One more group buying site to check out: Ideal Network. They are not everywhere yet, but it's a daily deal site where part of the proceeds benefit area charities. Check out their deal in Seattle right now - $10 for $20 of Theo Chocolate...and $2.50 of your $10 goes to one of 6 charities you choose (I chose the Woodland Park Zoo). Do you like how I preach about the evils of group buying sites and then show you a new one? Ha!

Theo Chocolate - feel free to get me some for Valentine's Day!

Any other thoughts on the merits or drawbacks of group buying sites? Do you have a particular strategy to get a bang for your buck but keep in line with your budget?

Tuesday, February 1, 2011

Discussion: What's Your Biggest Splurge?

Greetings y'all! I hope most of you are staying warm - it looks nasty in most of the country. The Northwest has the makings of a perfect winter's day - crisp, sunny and dry!

Anyway, my friends over at WiseBread had an interesting question posed to their readers this morning, and I thought I'd ask you all: what's your biggest splurge?

This was a question that took me awhile to answer. I allow myself to spend $25 every month at coffee that a splurge? I recently upgraded to a nicer gym with amazing amenities and cleaner facilities for an extra $5 per month than I paid at my old gym. Splurge-worthy? I don't have expensive clothes or shoe habits, I don't get weekly manis or pedis, I've had 4 massages in my whole life...what the heck do I splurge on?

The closest things I could think of as splurges are a) food and b) home improvement. With food, my husband and I cook 5-6 nights a week, and when we go out to dinner, we usually go to a delicious restaurant that doesn't cost more than $40 for the two of us (including tax and tip). Hardly splurging...BUT when it comes to groceries, we probably spend $75-$90 a week. What do I buy? Lots of fresh produce (which is often organic), Greek yogurt, and hardly any processed foods. This means that our grocery bills might be a little higher than average, but eating good and good-for-you food is important to me. If you can, I totally recommend buying from a farm that participates in community supported agriculture (CSA). You are buying directly from the farmer, so your produce is super fresh, seasonal and supports your local businesses! One more food-splurge: grocery delivery! While I don't do this all the time, I have ordered from AmazonFresh on a handful of occasions.
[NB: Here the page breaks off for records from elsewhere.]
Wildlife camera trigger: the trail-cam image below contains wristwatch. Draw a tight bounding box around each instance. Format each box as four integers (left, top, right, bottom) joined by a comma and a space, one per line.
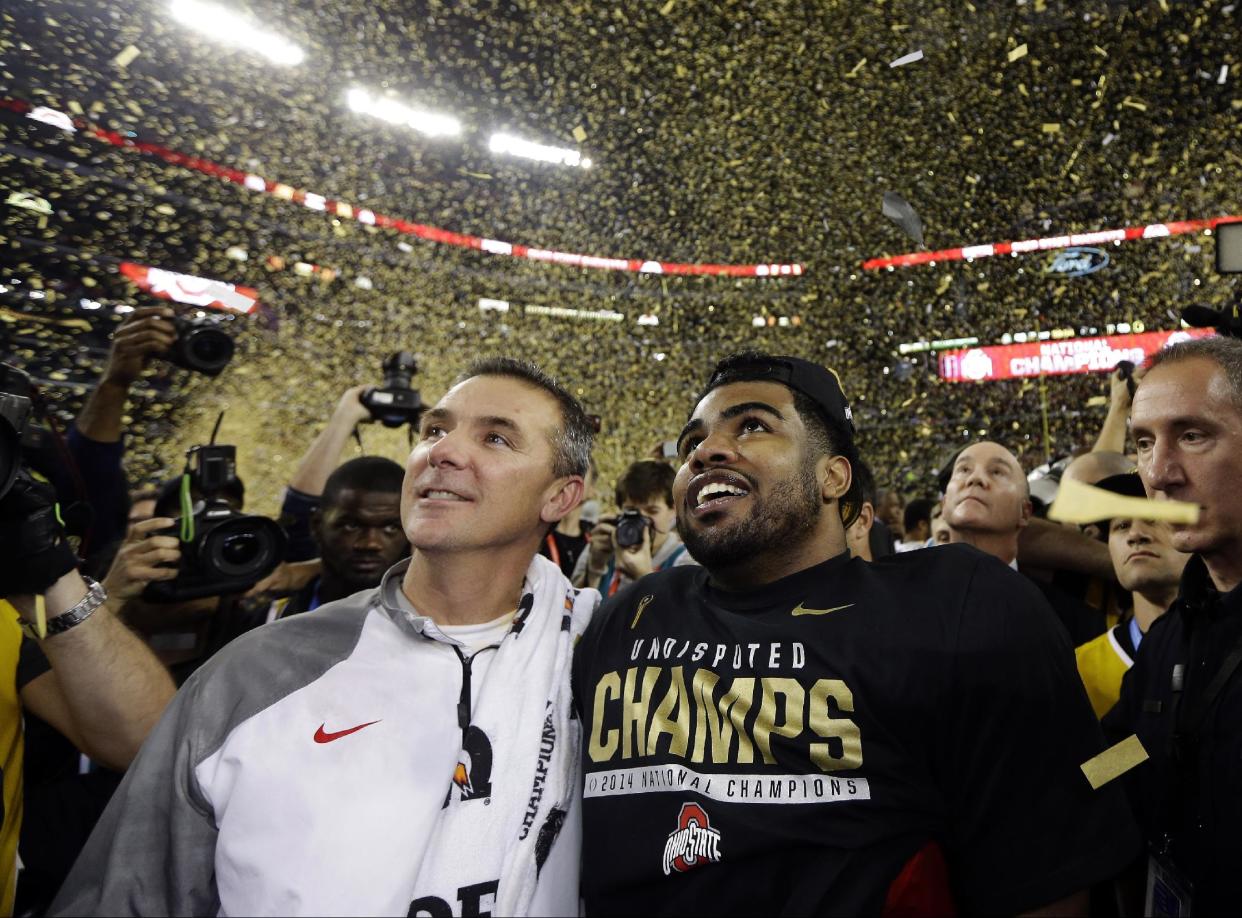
21, 575, 108, 641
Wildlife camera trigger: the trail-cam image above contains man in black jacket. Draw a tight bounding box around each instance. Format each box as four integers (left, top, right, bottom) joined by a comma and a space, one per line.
574, 354, 1138, 914
1104, 338, 1242, 914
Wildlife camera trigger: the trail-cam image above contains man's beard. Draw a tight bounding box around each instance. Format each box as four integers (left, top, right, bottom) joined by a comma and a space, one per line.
677, 463, 823, 571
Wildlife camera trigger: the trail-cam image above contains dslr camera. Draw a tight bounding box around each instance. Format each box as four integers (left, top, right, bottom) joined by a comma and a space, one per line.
164, 316, 235, 376
143, 445, 284, 602
0, 364, 31, 498
361, 350, 424, 427
612, 511, 656, 548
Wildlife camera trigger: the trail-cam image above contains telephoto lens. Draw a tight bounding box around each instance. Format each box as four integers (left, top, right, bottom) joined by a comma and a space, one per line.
612, 511, 652, 548
165, 316, 235, 376
0, 364, 31, 497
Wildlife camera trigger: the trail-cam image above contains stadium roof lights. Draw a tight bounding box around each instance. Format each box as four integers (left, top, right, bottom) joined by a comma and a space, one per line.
169, 0, 306, 67
488, 134, 591, 169
345, 87, 462, 137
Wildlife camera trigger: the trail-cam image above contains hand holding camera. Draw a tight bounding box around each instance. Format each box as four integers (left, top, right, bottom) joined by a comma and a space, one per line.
586, 517, 616, 574
142, 445, 284, 602
332, 385, 375, 430
360, 350, 424, 427
103, 517, 181, 600
614, 511, 656, 580
103, 306, 176, 389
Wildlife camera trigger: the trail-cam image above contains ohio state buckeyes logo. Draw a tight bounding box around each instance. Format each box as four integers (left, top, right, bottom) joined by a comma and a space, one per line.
664, 804, 720, 876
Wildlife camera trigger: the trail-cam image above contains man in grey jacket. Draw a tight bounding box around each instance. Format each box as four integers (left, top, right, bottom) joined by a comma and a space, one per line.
53, 359, 597, 916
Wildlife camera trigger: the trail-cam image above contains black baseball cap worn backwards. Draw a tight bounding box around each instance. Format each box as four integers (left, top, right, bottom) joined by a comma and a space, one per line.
703, 354, 854, 441
699, 352, 862, 528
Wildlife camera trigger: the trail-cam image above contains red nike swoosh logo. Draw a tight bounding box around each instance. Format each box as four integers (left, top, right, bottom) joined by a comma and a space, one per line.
314, 720, 379, 743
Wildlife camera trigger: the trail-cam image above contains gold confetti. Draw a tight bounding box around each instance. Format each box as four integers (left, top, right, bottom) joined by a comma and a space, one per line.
112, 45, 142, 70
1082, 733, 1148, 790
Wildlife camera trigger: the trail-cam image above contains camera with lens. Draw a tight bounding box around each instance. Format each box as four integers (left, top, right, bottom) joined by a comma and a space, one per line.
361, 350, 424, 427
612, 511, 656, 548
164, 316, 233, 376
143, 445, 284, 602
0, 364, 31, 498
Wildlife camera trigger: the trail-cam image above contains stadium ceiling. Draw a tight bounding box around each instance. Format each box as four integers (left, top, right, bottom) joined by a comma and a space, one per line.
0, 0, 1242, 276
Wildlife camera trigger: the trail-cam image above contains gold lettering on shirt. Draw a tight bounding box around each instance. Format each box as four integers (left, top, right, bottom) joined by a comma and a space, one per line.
587, 672, 621, 761
647, 666, 691, 759
807, 679, 862, 771
587, 666, 863, 771
621, 666, 660, 759
691, 670, 755, 764
755, 678, 806, 765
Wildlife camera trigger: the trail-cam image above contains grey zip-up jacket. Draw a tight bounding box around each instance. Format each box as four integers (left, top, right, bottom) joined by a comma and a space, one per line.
52, 561, 581, 916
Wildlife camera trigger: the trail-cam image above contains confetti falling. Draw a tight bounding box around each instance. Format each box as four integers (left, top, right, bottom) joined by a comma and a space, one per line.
0, 0, 1242, 501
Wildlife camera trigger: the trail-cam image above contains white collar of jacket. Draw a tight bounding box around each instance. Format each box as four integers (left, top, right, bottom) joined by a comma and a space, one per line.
371, 554, 569, 645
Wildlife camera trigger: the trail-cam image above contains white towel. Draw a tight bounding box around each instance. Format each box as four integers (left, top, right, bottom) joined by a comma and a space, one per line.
420, 555, 600, 916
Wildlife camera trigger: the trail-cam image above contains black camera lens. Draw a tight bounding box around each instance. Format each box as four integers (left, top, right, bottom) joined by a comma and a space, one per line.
612, 511, 653, 548
185, 328, 233, 376
0, 419, 21, 497
220, 533, 263, 568
201, 517, 283, 580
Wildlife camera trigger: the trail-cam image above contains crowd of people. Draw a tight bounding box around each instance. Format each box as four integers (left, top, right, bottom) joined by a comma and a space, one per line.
0, 0, 1242, 918
0, 299, 1242, 914
0, 0, 1236, 501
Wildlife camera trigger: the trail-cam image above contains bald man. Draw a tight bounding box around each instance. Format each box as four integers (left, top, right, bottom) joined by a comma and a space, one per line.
944, 440, 1105, 646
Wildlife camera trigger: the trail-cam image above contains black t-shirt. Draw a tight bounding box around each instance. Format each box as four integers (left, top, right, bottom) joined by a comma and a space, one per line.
1104, 557, 1242, 914
574, 545, 1138, 914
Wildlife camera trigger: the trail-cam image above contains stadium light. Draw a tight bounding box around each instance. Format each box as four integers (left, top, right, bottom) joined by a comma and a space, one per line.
345, 87, 462, 137
169, 0, 306, 67
488, 134, 591, 169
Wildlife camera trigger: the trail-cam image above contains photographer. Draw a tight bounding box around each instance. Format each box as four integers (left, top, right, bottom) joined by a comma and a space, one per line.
266, 456, 410, 621
271, 385, 373, 561
574, 460, 697, 596
1103, 338, 1242, 914
0, 472, 174, 914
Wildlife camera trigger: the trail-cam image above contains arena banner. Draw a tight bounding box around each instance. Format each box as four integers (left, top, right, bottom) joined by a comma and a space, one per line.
940, 328, 1216, 383
120, 261, 258, 313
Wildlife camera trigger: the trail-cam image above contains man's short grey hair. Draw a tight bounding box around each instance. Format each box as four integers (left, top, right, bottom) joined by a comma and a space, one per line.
453, 357, 595, 478
1146, 335, 1242, 411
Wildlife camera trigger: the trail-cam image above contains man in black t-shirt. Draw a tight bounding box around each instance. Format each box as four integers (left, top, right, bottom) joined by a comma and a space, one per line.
944, 440, 1107, 647
574, 354, 1136, 916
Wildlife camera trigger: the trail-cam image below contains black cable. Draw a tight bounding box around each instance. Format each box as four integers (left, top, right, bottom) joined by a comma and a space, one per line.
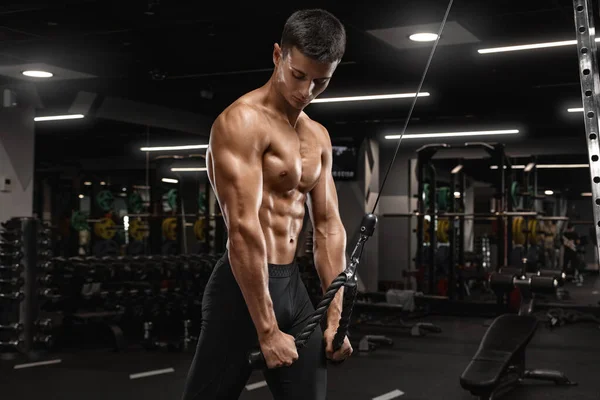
371, 0, 454, 214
It's not necessarily more expensive than a grocery store, but there is a delivery fee if you don't purchase a certain amount of food. It's convenient (I've had groceries delivered at 6 AM before), it saves me time and money on gas, and it might even stop me from those impulse buys.

As far as home improvement go, I think it's almost in our biology to prepare our home for a new member of the family. Before little Claire came into the picture, my husband and I wanted to put in California Closets or pimp out our backyard. Maybe make the basement into a man cave. After we knew we were expecting, all those fun projects got replaced with buying new carpet (not fun, but necessary) and getting a nursery ready to go. And while we didn't go over budget too badly, it's just hard to say no to buying things for your unborn child. The willpower is not so strong with us when it comes to getting cute art for her room or a onesie that says "It was the dog." (yes, we have it in orange).

But I do have a splurge goal now: traveling. I want to see more of the world, and I want Claire to see more of the world with us. I think exposing children to different people and places is extremely important for them to learn and grow.

What about you? What do you splurge on and why?